Ему и посмотреть хотелось, и вместе с тем было противно, и он отворачивался. Но сколько он ни боролся и не закрывался, вожделение оказалось сильнее — он подбежал к трупам, широко раскрыв глаза и восклицая: „Вот вам, злополучные, насыщайтесь этим прекрасным зрелищем!“».[16]
Не захотев иллюстрировать борьбу между разумом и желанием более обычным примером недостойной или противозаконной сексуальной страсти, Платон, по-видимому, принимает как данность наш интерес к зрелищам деградации, страдания и надругательства над телом.

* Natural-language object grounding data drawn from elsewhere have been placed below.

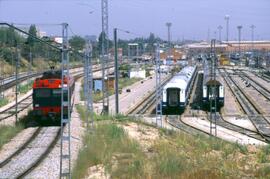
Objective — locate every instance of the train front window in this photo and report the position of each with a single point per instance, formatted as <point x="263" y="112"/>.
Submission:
<point x="56" y="92"/>
<point x="173" y="97"/>
<point x="43" y="93"/>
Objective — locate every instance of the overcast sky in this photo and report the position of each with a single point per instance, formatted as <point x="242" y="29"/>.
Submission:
<point x="191" y="19"/>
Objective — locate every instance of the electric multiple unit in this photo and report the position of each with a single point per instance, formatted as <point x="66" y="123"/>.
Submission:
<point x="47" y="94"/>
<point x="176" y="92"/>
<point x="212" y="87"/>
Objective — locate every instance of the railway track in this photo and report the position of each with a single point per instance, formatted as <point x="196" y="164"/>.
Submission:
<point x="220" y="121"/>
<point x="147" y="104"/>
<point x="260" y="123"/>
<point x="27" y="101"/>
<point x="257" y="86"/>
<point x="33" y="152"/>
<point x="11" y="111"/>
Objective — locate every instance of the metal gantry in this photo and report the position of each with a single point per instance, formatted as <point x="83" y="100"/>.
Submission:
<point x="158" y="89"/>
<point x="65" y="154"/>
<point x="213" y="97"/>
<point x="104" y="55"/>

И, обсуждая воздействие жестоких картин, конечно, следует учитывать и эту презренную подспудную склонность.
В начале новейшего времени, вероятно, было легче признать, что человеку присущ тропизм к ужасному. Эдмунд Бёрк отмечал, что люди любят смотреть на зрелища страданий. «Я убежден, что мы получаем удовольствие, и немалое, от чужих бед и страданий», — писал он в «Философском исследовании о происхождении наших идей возвышенного и прекрасного» (1757). «Нет зрелища, к которому мы тянулись бы так жадно, как к зрелищу необычайного и прискорбного несчастья». Уильям Хэзлитт в своем эссе о шекспировском Яго и о привлекательности злодейства на сцене спрашивает: «Почему мы всегда читаем в газетах сообщения об ужасных пожарах и шокирующих убийствах?» Потому, объясняет он, «что любим злое, и любовь к жестокости так же соприродна человеку, как сочувствие».

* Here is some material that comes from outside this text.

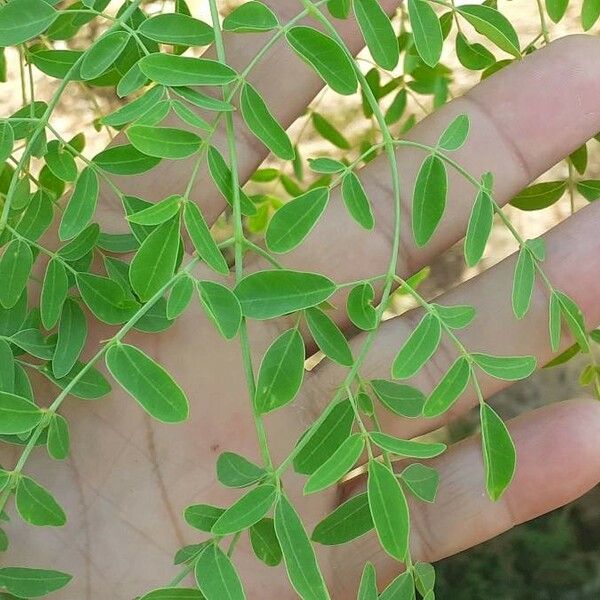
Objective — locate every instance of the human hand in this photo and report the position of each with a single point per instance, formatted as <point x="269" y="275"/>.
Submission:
<point x="128" y="479"/>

Один из великих теоретиков эротики Жорж Батай держал у себя на столе, чтобы видеть ее каждый день, фотографию, сделанную в 1910 году в Китае, — заключенного, которого предают казни «расчленением на сто кусочков». (Ставшая легендарной, она воспроизведена в последней изданной при его жизни книге «Слезы Эроса» [1961].) «Эта фотография, — писал Батай, — сыграла решающую роль в моей жизни. Я постоянно был одержим этим зрелищем муки, экстатическим и вместе с тем непереносимым». Созерцание этой картины, согласно Батаю, и умерщвляет чувства, и высвобождает табуированное эротическое знание — сложная реакция, у многих людей, вероятно, вызывающая недоверие. Для большинства эта картина просто невыносима: с уже безрукой жертвы, над которой трудятся несколько ножей, скоро будет содрана кожа — фотография, не картина; живой Марсий, не мифический. На этом снимке он еще жив, на поднятом лице выражение не менее экстатическое, чем у любого святого Себастьяна с итальянских ренессансных картин. Как объект созерцания, жестокое изображение может отвечать разным потребностям. Укрепить себя против слабостей. Притупить свою чувствительность. Принять существование непоправимого.

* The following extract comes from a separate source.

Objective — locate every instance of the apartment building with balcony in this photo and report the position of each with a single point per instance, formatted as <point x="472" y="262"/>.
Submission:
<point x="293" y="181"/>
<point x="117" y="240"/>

Батай не говорит, что получает удовольствие, глядя на это мучительство. Он говорит, что может представить себе крайнее страдание как нечто большее, чем просто страдание, как в некотором роде преображение. Такой взгляд на страдание, на мучения других коренится в религиозном мышлении, которое связывает боль с жертвенностью, жертвенность с экзальтацией. Взгляд этот глубоко чужд современному мироощущению, для которого страдание — это некая ошибка, или несчастный случай, или преступление. Что-то такое, что надо исправить. Такое, чего быть не должно. Такое, что заставляет чувствовать себя бессильным.